When I was introduced to the relativistic nature of electromagnetism, the following scenario is introduced:

Two protons are fired such that they travel at the same velocity in parallel directions relative to the laboratory. They are mutually momentarily at rest in each others' frames of reference.

This and the following statements are understandable:

In a reference frame that sees the protons at rest, the protons experience a force in the opposite direction as a result of electrostatic repulsion.

However, the following is confusing:

In a reference frame that sees the protons moving, the same forces result from the magnetic force created by the protons' movement.

What I took away from this is that the moving protons are like current carrying-wires in that they create magnetic fields, and the magnetic fields acting on a moving charge create a magnetic force, but if that is true, protons in parallel motion should experience mutually attractive magnetic forces rather than repulsive forces. How does that work?

  • $\begingroup$ This may help you. $\endgroup$
    – Tofi
    Apr 7, 2016 at 17:40

3 Answers 3


However, the following is confusing:

In a reference frame that sees the protons moving, the same forces result from the magnetic force created by the protons' movement.

I agree that it is confusing. In the instant that the two protons begin to move away from each other they are momentarily mutually at rest. At this instant, in a frame of reference in which the proton's are (momentarily) at rest, the force on each proton due to the other is purely electric in nature.

At this instant, in this frame, the coordinate acceleration of either proton is equal to its proper acceleration (the acceleration as measured by an 'accelerometer' on the proton)

However, in the lab frame, special relativity dictates that the coordinate acceleration of the protons away from each other $(\mathbf{a}'_\perp)$ is actually less than the proper acceleration away from each other $(\boldsymbol{\alpha}_\perp)$:

$$\mathbf{a}'_\perp = \frac{1}{\gamma^2}\boldsymbol{\alpha}_\perp$$

But we also have that

$$\mathbf{F}'_\perp = \gamma m_p \mathbf{a}'_\perp$$

$$\mathbf{F}_\perp = m_p \boldsymbol{\alpha}_\perp$$

Thus, it must be that

$$\mathbf{F}'_\perp = \frac{1}{\gamma}\mathbf{F}_\perp$$

That is, in the lab frame, there is less of a repulsive force on each proton.

Since charge is Lorentz invariant, the electric force of repulsion between the protons is unchanged from the (momentary) rest frame and so, if there were only an electric force, there would be an inconsistency.

However, there is also an attractive magnetic force component in the lab frame and so, the electromagnetic force of repulsion between the protons is less in the lab frame and is thus consistent with SR.
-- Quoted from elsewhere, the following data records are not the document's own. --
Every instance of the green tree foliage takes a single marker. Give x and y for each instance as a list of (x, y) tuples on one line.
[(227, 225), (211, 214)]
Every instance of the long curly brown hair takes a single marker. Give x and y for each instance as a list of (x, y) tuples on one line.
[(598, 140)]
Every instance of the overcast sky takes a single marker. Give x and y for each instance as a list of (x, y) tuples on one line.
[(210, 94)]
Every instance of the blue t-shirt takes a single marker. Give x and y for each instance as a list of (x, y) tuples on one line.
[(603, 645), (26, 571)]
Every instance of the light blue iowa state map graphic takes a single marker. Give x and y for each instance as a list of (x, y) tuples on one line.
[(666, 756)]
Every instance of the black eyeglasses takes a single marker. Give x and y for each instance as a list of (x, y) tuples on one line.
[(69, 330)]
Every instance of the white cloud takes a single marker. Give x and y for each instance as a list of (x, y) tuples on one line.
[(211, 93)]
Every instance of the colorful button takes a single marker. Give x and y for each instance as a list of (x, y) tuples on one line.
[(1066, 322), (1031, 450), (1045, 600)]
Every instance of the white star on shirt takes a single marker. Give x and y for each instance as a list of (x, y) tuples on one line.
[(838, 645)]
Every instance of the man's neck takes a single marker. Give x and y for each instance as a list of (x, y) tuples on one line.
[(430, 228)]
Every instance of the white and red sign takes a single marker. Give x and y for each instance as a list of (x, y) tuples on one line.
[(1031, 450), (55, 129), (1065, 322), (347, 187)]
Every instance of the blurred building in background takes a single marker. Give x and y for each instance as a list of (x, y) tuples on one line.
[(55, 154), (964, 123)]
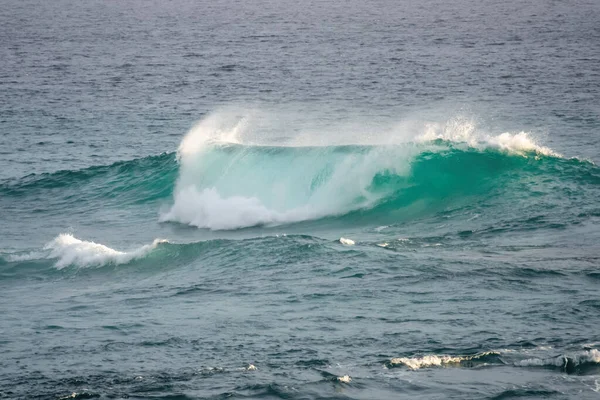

To be sure, let's check the calculation. The fields at the location of the 'upper' proton due to the 'lower' proton in the momentary rest frame transform to the lab frame as

$$\begin{align} & \mathbf {{E}_{\parallel}}' = \mathbf {{E}_{\parallel}}\\ & \mathbf {{B}_{\parallel}}' = \mathbf {{B}_{\parallel}} = 0\\ & \mathbf {{E}_{\bot}}'= \gamma \left( \mathbf {E}_{\bot} + \mathbf{ v} \times \mathbf {B} \right) = \gamma \mathbf {E}_{\bot} = \gamma \frac{e}{4\pi\epsilon_0d^2}\hat{\mathbf{z}}\\ & \mathbf {{B}_{\bot}}'= \gamma \left( \mathbf {B}_{\bot} -\frac{1}{c^2} \mathbf{ v} \times \mathbf {E} \right) = -\gamma \frac{1}{c^2} \mathbf{ v} \times \mathbf {E} = +\gamma \frac{v}{c^2}\frac{e}{4\pi\epsilon_0d^2}\hat{\mathbf{x}} \end{align}$$

where the lab frame has velocity $\mathbf{v} = -v\hat{\mathbf{y}}$ in the momentary rest frame.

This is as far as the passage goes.